The next annation for our aiworkload is to change the model:
kubectl annotate pod aiworkload kube-gateway.io/ai-model="gemma2:2b"
Now whenever there is a request our kube-gateway will modify the traffic transparently to use the model specified!
Finally enable the kube-gateway on the workload:
kubectl annotate pod aiworkload kube-gateway.io/ai="true"
eBPF, mTLS and AI oh my..
So under the covers what is actually occuring in order to facilitate this?
Well simply put there are three parts to it:
- The watcher takes input and adds an ephemeral container to a specified workload
- Some eBPF code is injected to ensure that traffic from the correct process has it’s original destination captured and is now sent to a new destination, which is our gateway!
- Our gateway in the ephermal container recieves the connection, and will lookup the original destination.

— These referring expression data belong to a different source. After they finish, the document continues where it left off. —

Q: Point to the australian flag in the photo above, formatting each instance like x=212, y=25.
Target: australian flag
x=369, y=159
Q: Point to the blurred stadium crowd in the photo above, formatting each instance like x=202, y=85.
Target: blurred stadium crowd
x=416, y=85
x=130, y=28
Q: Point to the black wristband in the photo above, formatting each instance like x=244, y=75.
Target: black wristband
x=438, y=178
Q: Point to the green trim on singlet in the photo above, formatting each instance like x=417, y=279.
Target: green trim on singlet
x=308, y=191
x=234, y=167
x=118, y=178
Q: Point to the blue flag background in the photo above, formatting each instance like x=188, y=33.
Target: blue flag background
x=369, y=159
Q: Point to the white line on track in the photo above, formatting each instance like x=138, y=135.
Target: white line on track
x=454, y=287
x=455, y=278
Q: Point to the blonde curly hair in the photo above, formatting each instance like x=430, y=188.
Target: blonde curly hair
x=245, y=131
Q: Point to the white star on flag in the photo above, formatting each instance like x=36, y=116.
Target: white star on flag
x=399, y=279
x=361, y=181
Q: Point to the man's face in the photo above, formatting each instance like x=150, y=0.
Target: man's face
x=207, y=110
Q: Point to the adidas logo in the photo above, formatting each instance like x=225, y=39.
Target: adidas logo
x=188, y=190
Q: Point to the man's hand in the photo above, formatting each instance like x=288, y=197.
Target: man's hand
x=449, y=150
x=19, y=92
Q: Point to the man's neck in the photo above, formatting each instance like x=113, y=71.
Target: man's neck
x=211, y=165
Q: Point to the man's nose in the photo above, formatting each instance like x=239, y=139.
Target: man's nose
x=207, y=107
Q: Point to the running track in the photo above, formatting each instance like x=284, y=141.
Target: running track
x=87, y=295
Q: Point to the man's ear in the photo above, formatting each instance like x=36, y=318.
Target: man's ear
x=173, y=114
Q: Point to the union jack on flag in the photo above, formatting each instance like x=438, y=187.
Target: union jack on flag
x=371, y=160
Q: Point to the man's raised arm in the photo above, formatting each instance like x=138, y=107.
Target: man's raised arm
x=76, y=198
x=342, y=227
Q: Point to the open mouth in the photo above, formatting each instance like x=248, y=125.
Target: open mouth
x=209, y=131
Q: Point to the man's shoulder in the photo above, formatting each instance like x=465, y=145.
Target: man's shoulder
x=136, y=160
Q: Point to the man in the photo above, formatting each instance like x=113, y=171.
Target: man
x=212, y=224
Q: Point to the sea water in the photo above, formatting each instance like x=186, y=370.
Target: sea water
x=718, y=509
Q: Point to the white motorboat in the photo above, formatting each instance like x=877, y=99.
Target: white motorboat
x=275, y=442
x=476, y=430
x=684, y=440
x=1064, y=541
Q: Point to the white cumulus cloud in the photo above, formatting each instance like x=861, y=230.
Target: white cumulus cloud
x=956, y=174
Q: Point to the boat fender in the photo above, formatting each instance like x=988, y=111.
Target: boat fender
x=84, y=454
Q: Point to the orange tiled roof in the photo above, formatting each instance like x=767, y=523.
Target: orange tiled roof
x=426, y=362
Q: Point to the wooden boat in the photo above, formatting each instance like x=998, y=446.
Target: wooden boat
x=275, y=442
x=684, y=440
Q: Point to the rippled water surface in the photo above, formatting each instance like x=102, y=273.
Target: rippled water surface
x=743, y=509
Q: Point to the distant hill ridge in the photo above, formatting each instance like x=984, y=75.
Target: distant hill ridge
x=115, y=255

We can make changes to the TCP stream/data (such as in the AI use-case) or we can encrypt it and send it to the pod that now also has a gateway as a ephemeral container attached to decrypt the traffic and send it to the original application.
What’s next?
At this point we can easily sit in the middle of any traffic and transparently mutate it, which allows us a huge opportunity to add in all sorts of guardrails and monitoring opportunities.
mTLS
The main goal in the future would be to redirect to a per-node gateway, which should be doable and drastically reduce the need for a gateway per pod architecture.
AI workloads
Remove the need for a gateway endpoint, which means that only the “client” side would need to have a gateway attached and would mean the “client” can connect to anything transparently. Additionally extending the functionality of what we may want to mutate in the AI payload, such as limitating tokens or having rules about prompts etc.. I guess we shall see!